Panel investigates forestry injuries, fatalities

Forestry bosses say a lack of trainers, harsh working conditions and safety gaps are contributing to workers being injured in the industry.

The Independent Forestry Safety Review panel met workers, contractors, forestry managers and owners in Balclutha yesterday following the release of its public consultation document.

The panel is investigating the factors behind the number of injuries and fatalities in the forestry sector. Since 2008, 28 workers have been injured and two killed on forest blocks in Southland.

Panel chairman George Adams said: "All parts of the industry have to work together to ensure the forest is a safe place to work.

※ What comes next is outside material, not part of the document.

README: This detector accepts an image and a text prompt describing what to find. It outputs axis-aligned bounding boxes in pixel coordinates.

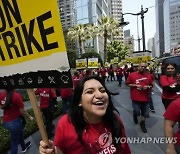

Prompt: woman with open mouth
[39,75,131,154]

It is about workers being able to go home at the end of a working day, every day."

Last year was particularly dreadful with 10 people killed nationwide, he said.

Safety gaps, harsh working conditions and training requirements were all highlighted in the review's consultation document.

About 40 owners, managers and contractors attended yesterday's meeting in Balclutha.

A shortage of the trainers and assessors needed to train forestry crews was raised more than once.

One participant said there was a need to have people assessing crews and closing them down if they did not meet standards, "if we want to stop people getting hurt".

Another said the value of a trained forestry worker was often overlooked.

Inserting standard health and safety requirements into contracts between forest owners or managers and logging contractors might also "weed out some of the cowboys", another suggested.

The panel will also hold meetings in Whangarei, Gisborne, Nelson, Christchurch and Rotorua.